Their partnership amplified depravity—Buono as the dominant sadist, Bianchi the eager apprentice. Criminologists note how family ties enabled trust, allowing escalation from pimping to murder. The case influenced serial killer profiling, highlighting team dynamics like those in the Manson Family or Lake and Ng.

Legacy: Remembering the Victims

The Hillside Stranglers claimed 12 lives, shattering families and communities. Victims like Kristina Weckler, whose parents endured taunting media, and Lauren Wagner, whose mother founded a victim advocacy group, left indelible marks. Memorials honor them: a plaque in Glendale for the unidentified at the time (later identified as King), and annual remembrances by survivors.

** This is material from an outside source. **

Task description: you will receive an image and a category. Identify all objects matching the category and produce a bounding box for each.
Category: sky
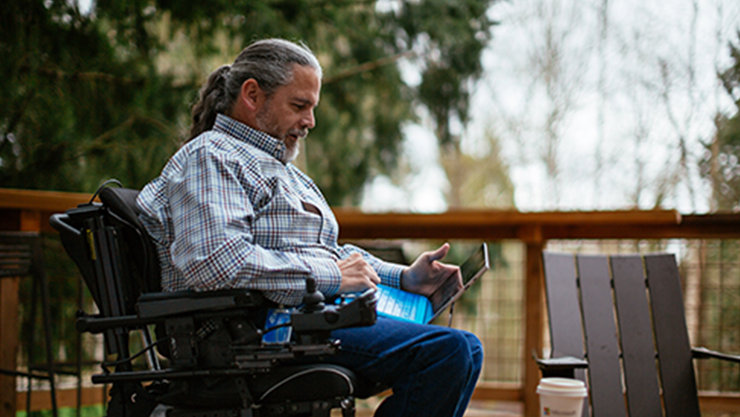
[362,0,740,213]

The case inspired books like “The Hillside Strangler” by Darcy O’Brien (Pulitzer finalist) and the film “The Hillside Strangler.” It prompted LAPD reforms in task forces and victim services. Today, it serves as a stark reminder of predatory evil lurking in everyday settings.

Conclusion

Kenneth Bianchi and Angelo Buono’s crimes exposed the fragility of urban safety, their hillside dumps a brazen challenge to justice. Through Salerno’s dogged pursuit and Bianchi’s betrayal, accountability prevailed, though no sentence erases the loss. The victims’ stories endure, urging vigilance and compassion for the vulnerable. In remembering them, we honor resilience amid unimaginable horror.